In these information-challenged times, an era in which it can be so arduous to discover, say, what our friends, our loved ones, or even perfect strangers have eaten on a given day; or which movies, books, or CDs they judge to rule, and which, alas, to suck; or whom they think is cute, or not so very; or what adorable thing the cat did; or exactly which part of one’s body them sumbitches in office may consider themselves free to kiss, and often…. In this day and age, simply put, a weblog is too rare and important a thing to leave either to chance or to newfangled whims.

Thus, the Blog o’ the Humours. Grounded in one of the most illustrious and thoroughly discredited medical theories of antiquity—Hippocrates’ system of the Four Humours—this blog will pinpoint the substance (or “humour”) that has had the most profound influence upon the blog’s author on a given day and offer commentary (read: wild guesses and pitiful excuses) as to why the author believes this to be so.

But lest you think this blog will present no more varied fare than a daily trudge through —as Hippocrates had it—blood, phlegm, and the two biles, yellow and black, please know that Blog o’ the Humours (“BotH,” to its friends), like its author, is an entirely contemporary and semi-permeable membrane, open to invading substances that border on the innumerable (dioxins and furans and pthalates, oh my!)—a condition that will be faithfully reflected in the Humour du Jour.

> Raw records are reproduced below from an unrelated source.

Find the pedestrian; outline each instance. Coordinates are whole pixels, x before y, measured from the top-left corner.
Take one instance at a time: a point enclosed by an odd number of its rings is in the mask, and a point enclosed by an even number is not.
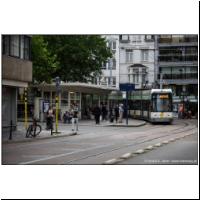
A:
[[[119,106],[116,105],[115,106],[115,120],[116,120],[116,123],[118,122],[118,118],[119,118]]]
[[[108,114],[105,104],[102,105],[101,112],[102,112],[102,121],[104,121],[106,120]]]
[[[113,115],[113,108],[112,107],[109,108],[109,119],[110,119],[110,122],[113,123],[114,115]]]
[[[179,106],[179,110],[178,110],[178,117],[179,117],[179,119],[183,119],[183,112],[184,112],[183,104],[181,104]]]
[[[65,111],[65,113],[63,114],[63,122],[64,122],[64,124],[66,124],[67,122],[69,124],[70,121],[71,121],[70,113],[68,111]]]
[[[94,114],[94,117],[95,117],[96,124],[99,124],[100,123],[101,109],[98,105],[96,105],[94,107],[93,114]]]
[[[123,114],[124,114],[123,104],[120,104],[119,105],[119,123],[122,123]]]
[[[52,107],[50,106],[47,111],[47,118],[46,118],[46,129],[47,130],[53,129],[53,117],[54,117],[54,112],[53,112]]]
[[[72,131],[78,132],[78,106],[76,104],[72,108]]]

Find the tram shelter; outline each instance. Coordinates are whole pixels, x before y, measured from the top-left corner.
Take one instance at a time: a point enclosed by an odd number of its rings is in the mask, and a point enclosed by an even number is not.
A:
[[[39,96],[34,98],[34,114],[40,121],[45,120],[45,114],[52,106],[55,108],[55,97],[57,88],[55,83],[41,83],[33,86],[39,92]],[[115,88],[94,85],[89,83],[61,83],[59,87],[59,113],[60,118],[65,111],[70,111],[72,105],[79,108],[80,119],[92,118],[91,109],[95,105],[104,103],[109,106],[108,96]]]

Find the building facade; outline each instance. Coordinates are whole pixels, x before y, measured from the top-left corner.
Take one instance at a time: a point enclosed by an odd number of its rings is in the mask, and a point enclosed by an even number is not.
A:
[[[198,36],[159,35],[158,82],[172,88],[174,111],[180,104],[198,110]]]
[[[119,88],[119,35],[102,36],[112,52],[112,58],[102,65],[102,74],[96,79],[97,85]]]
[[[151,87],[156,77],[155,49],[153,35],[120,35],[120,83]]]
[[[2,35],[2,132],[17,124],[17,97],[32,81],[31,38]]]

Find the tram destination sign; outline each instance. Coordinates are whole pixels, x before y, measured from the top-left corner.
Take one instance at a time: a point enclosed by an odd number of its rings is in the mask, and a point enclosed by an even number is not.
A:
[[[119,84],[120,91],[133,91],[135,90],[135,84],[132,83],[121,83]]]

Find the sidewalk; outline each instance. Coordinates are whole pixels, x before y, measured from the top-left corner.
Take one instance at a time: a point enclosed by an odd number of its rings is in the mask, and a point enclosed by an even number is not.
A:
[[[24,123],[18,122],[17,131],[12,132],[12,140],[9,140],[9,132],[6,132],[6,133],[2,133],[2,142],[3,143],[32,142],[32,141],[37,141],[41,139],[50,139],[50,138],[55,138],[55,137],[66,137],[66,136],[77,135],[77,133],[72,132],[71,124],[64,124],[62,122],[59,122],[58,131],[60,133],[53,134],[53,135],[51,135],[50,130],[45,130],[45,127],[46,127],[45,123],[39,123],[39,124],[42,126],[41,133],[35,138],[26,138],[25,137],[26,130],[24,128]],[[116,123],[116,122],[110,123],[109,121],[103,121],[103,122],[100,122],[99,125],[96,125],[94,120],[80,120],[79,129],[81,130],[81,126],[86,126],[86,127],[88,126],[88,128],[90,128],[91,126],[93,127],[138,127],[138,126],[143,126],[145,124],[146,124],[145,121],[135,120],[135,119],[129,119],[128,125],[126,125],[125,119],[123,120],[123,123]],[[54,123],[54,128],[55,128],[55,123]]]

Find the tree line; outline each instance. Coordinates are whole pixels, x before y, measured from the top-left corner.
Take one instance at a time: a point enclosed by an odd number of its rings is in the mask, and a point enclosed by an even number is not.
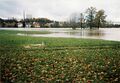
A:
[[[84,13],[72,14],[68,21],[59,22],[47,18],[25,18],[18,21],[15,18],[2,19],[0,18],[0,27],[18,27],[18,23],[22,23],[22,27],[27,24],[34,27],[34,23],[40,27],[55,27],[55,28],[102,28],[102,27],[120,27],[120,24],[114,24],[106,20],[107,15],[103,9],[97,10],[95,7],[89,7]]]
[[[78,17],[73,14],[70,17],[69,24],[73,28],[100,28],[106,26],[106,17],[103,9],[97,10],[95,7],[90,7],[85,13],[80,13]]]
[[[45,26],[46,23],[51,23],[52,20],[49,20],[47,18],[26,18],[26,19],[21,19],[18,21],[15,18],[12,19],[2,19],[0,18],[0,27],[18,27],[18,24],[21,23],[22,27],[26,27],[27,24],[30,24],[31,27],[33,26],[33,23],[39,23],[41,26]]]

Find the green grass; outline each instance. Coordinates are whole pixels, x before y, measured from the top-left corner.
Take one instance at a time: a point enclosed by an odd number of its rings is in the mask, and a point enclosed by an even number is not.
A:
[[[17,34],[17,33],[22,33],[22,34],[50,34],[51,32],[49,31],[17,31],[17,30],[1,30],[0,34]]]
[[[0,31],[0,76],[5,83],[117,83],[120,42],[17,36]],[[44,46],[32,46],[41,44]],[[30,48],[24,46],[31,45]]]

So if the mood herein begins to seem sanguine, phlegmatic, choleric, or melancholic at times (to switch to Galen’s sense of Humours), please rest assured that the polychlorinic, the benzinic, and the heavy metallic are not far behind.

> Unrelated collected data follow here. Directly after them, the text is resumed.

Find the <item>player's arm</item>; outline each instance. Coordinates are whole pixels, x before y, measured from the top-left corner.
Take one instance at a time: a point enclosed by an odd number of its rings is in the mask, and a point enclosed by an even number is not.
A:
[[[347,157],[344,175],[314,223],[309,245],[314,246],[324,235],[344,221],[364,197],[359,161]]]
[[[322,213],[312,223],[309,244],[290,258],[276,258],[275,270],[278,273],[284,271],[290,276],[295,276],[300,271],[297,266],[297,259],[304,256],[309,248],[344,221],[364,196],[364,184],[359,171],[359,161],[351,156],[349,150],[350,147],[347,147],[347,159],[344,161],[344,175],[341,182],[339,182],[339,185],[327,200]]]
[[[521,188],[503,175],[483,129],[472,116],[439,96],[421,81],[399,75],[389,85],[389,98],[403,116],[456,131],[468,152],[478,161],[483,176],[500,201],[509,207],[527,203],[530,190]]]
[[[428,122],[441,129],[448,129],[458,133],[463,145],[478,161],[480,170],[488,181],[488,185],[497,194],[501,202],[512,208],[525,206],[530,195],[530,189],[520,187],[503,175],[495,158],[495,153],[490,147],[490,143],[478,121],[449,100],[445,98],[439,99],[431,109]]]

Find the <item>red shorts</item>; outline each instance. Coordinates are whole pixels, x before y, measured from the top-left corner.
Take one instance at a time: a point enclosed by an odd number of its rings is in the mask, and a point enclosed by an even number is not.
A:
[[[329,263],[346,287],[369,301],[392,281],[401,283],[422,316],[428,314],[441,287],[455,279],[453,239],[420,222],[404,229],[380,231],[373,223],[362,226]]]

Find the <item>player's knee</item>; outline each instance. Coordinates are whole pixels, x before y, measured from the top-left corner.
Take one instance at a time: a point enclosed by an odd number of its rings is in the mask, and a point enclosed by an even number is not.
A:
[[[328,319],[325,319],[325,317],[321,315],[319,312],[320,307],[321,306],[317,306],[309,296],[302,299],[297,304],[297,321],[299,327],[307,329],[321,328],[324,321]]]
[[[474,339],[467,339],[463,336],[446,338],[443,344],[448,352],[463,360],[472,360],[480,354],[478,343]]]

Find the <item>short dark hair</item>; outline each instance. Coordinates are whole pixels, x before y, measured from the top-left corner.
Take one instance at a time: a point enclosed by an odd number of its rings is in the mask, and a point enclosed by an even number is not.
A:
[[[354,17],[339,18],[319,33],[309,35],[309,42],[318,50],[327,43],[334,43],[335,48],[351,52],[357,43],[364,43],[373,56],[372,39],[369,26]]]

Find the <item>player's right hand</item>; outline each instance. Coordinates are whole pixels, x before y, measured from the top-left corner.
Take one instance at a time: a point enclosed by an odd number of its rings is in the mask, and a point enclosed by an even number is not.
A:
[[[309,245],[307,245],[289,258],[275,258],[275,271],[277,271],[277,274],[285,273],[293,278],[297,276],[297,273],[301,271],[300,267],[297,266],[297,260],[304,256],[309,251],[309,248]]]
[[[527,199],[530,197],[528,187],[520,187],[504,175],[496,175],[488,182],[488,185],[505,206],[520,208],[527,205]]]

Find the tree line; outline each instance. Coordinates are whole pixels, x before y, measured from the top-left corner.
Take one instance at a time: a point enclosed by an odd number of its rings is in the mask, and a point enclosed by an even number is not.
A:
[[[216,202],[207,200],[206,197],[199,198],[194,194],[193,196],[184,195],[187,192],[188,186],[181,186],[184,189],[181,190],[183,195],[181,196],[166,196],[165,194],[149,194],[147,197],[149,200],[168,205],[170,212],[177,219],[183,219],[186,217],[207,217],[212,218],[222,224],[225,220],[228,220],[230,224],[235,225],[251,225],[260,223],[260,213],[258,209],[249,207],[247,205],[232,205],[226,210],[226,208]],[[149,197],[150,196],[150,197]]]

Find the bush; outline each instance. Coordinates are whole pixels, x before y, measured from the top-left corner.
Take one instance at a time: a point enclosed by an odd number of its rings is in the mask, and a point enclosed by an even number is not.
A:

Thanks for stopping by. On with the analysis!

* * * * *

Note: Two inspirations should be acknowledged here at the get-go. One is the somewhat new and more than a little chilling (for its discoveries, not its practice) field of biomonitoring, a.k.a. assessing the Body Burden imposed on you and me by our, ahem, chemically rich modern environments (bear with that linked page, folks, it can be slow to load). To summarize the study that partially inspired this blog, which I became aware of while doing some consulting for Whole Earth Magazine: in 2000, the Environmental Working Group in Washington, D.C., in collaboration with Mount Sinai School of Medicine in New York City, set out to measure the toxic-chemical contamination of nine test subjects—among them the DC-based journalist Bill Moyers and Marin County–based Michael Lerner, the president and founder of Commonweal, a health and environmental research institute. (Why just nine? These tests are very expensive, so they went high-profile on the test subjects to raise awareness.) While it will not, perhaps, strike many readers as odd that the entire test group was chock full o’ toxins, what was surprising to me, at least, was that Lerner, basically your typical tree-huggin’, granola-munchin’, clean-livin’ Marinara, had more toxins in his system than Moyers, the jet-hoppin’, late-night-airport-food-court dinin’, second-hand-smoke-in-public-places-inhalin’ Beltway-dweller. Can you win? No, you can’t win. But do check out the EWG site, if you can get it to load. You can also read more about Body Burden studies here. (I’m not as familiar with this organization, the “Coming Clean Network,” but I see one of the principals is Sharyle Patton, another Body Burden test subject and an expert on chemical transmission in breastmilk—as well as another Commonweal higher-up and Lerner’s wife to boot.)

The second inspiration wasn’t a conscious one at first, but it popped into my head recently, and now it seems pretty obvious: Primo Levi’s great book The Periodic Table, which you can buy from an independent bookseller here. So all props to Primo, and may no readers be so unkind as to compare my poor little blog to his work.